As far as music I only knew a couple songs from Duran Duran and The Thompson Twins but could quote every lyric of Amy Grant.

My books were mainly the Sweet Valley High Series, Janette Oak's prairie novels gifted to me from my grandma and the entire series of Nancy Drew and Anne of Green Gables. I read the entire Flowers In The Attic series and kept the books hidden under my bed because those books 'were from the devil.'

My parents made me wear skirts to school three times a week. I would bring jeans and change when I got to school because who the heck makes a rule as stupid as that one?

All this to say, the legalism was taking its toll on me. I think my parents were trying to carve me into a person that played by exacts, rules and laws but it only made me want freedom because I felt so confined.

Later on, high school landed me in a tiny rural high school in Oregon where everyone had known each other since they were little. I felt alone and completely out of my element in my turtlenecks, long skirts and penny loafers.

Speaking of turtlenecks, I'll always remember when the principal called me out one day in the hall, in front of other students and accused me of hiding hickeys on my neck since I wore them all the time. I was horribly embarrassed and hated him for making me look like an ass.

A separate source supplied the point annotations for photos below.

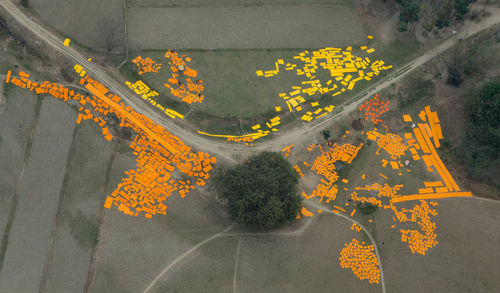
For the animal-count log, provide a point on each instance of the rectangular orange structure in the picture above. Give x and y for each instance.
(426, 190)
(433, 184)
(421, 141)
(431, 196)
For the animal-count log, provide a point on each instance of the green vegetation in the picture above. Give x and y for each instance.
(464, 61)
(367, 208)
(261, 192)
(452, 9)
(409, 13)
(482, 140)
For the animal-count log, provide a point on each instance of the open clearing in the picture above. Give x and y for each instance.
(240, 27)
(29, 238)
(465, 260)
(307, 262)
(232, 87)
(82, 199)
(133, 250)
(83, 21)
(204, 3)
(16, 123)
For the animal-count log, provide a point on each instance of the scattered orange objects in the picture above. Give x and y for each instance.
(355, 227)
(325, 165)
(187, 90)
(306, 212)
(361, 259)
(297, 169)
(146, 65)
(374, 108)
(286, 150)
(159, 153)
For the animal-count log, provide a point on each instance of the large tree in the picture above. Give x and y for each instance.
(261, 192)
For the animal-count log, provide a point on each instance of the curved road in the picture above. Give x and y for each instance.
(225, 149)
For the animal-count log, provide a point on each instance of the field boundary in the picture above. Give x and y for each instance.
(100, 222)
(27, 155)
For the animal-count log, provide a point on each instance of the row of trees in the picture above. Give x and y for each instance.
(482, 139)
(448, 10)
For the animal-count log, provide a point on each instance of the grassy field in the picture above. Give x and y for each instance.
(83, 21)
(204, 3)
(39, 193)
(150, 243)
(82, 199)
(240, 27)
(17, 115)
(271, 263)
(465, 260)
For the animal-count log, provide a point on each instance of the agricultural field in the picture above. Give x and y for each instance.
(304, 260)
(113, 181)
(17, 118)
(240, 27)
(150, 243)
(77, 226)
(39, 192)
(87, 22)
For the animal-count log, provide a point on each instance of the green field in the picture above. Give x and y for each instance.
(39, 192)
(83, 195)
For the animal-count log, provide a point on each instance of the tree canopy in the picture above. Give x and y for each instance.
(261, 192)
(480, 146)
(483, 125)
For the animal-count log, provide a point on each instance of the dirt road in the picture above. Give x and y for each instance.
(226, 150)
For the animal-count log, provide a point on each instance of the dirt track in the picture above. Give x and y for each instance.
(231, 151)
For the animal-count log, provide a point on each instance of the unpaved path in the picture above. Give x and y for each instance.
(226, 150)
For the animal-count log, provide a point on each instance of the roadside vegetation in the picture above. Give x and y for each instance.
(481, 142)
(261, 192)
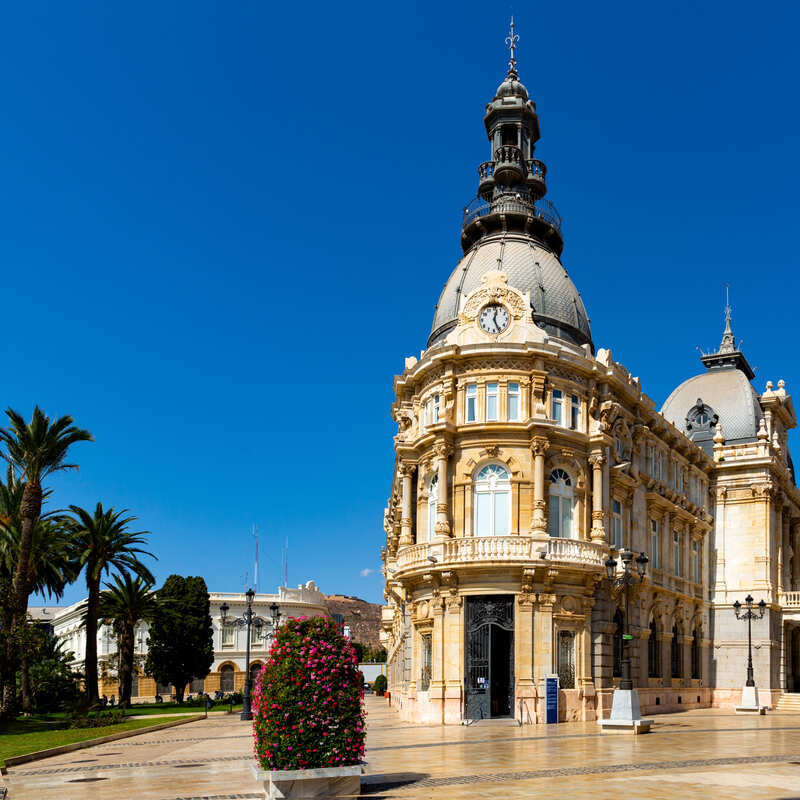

Where my Christian school had the Old Testament Bible classes and anti heavy metal propaganda, my rural country school offered wood shop as an enviable elective and Future Farmers of America groups. Kids would arrive late to school during hunting season and haul hay during the summers. A fun Friday night was considered drinking beers down at the river.

In both of those settings, I had no idea where I fit in. Neither looked promising to me. I wasn't sure who I was. I missed more school than I attended and was in a general state of confusion about which direction I would take. 

In the beginning of my junior year the only friend I made (initially) was the new history teacher. Not in a weird way. My parents let him use our river property on the weekends where he could fish, smoke his pot, use our boat and drink beers undisturbed. I made a deal with him because I was the one who caught him on our property smoking pot in the first place. I wouldn't report him to the school administration if he would agree to give me A's in his classes all year. So in a way, we were pretty much best buds (pun intended).

I cheated my way through my other classes, as well. Occasionally I would help out a friend on her biology exams by passing her the answers to the questions I knew ( she was having a secret affair with her 30 year old Driver's Ed instructor and didn't have time to study) but mostly it was me writing cryptic test answers on my palm for a Bible exam (oh the irony), copying answer sheets and positioning myself so I was sitting next to the future valedictorian on test day.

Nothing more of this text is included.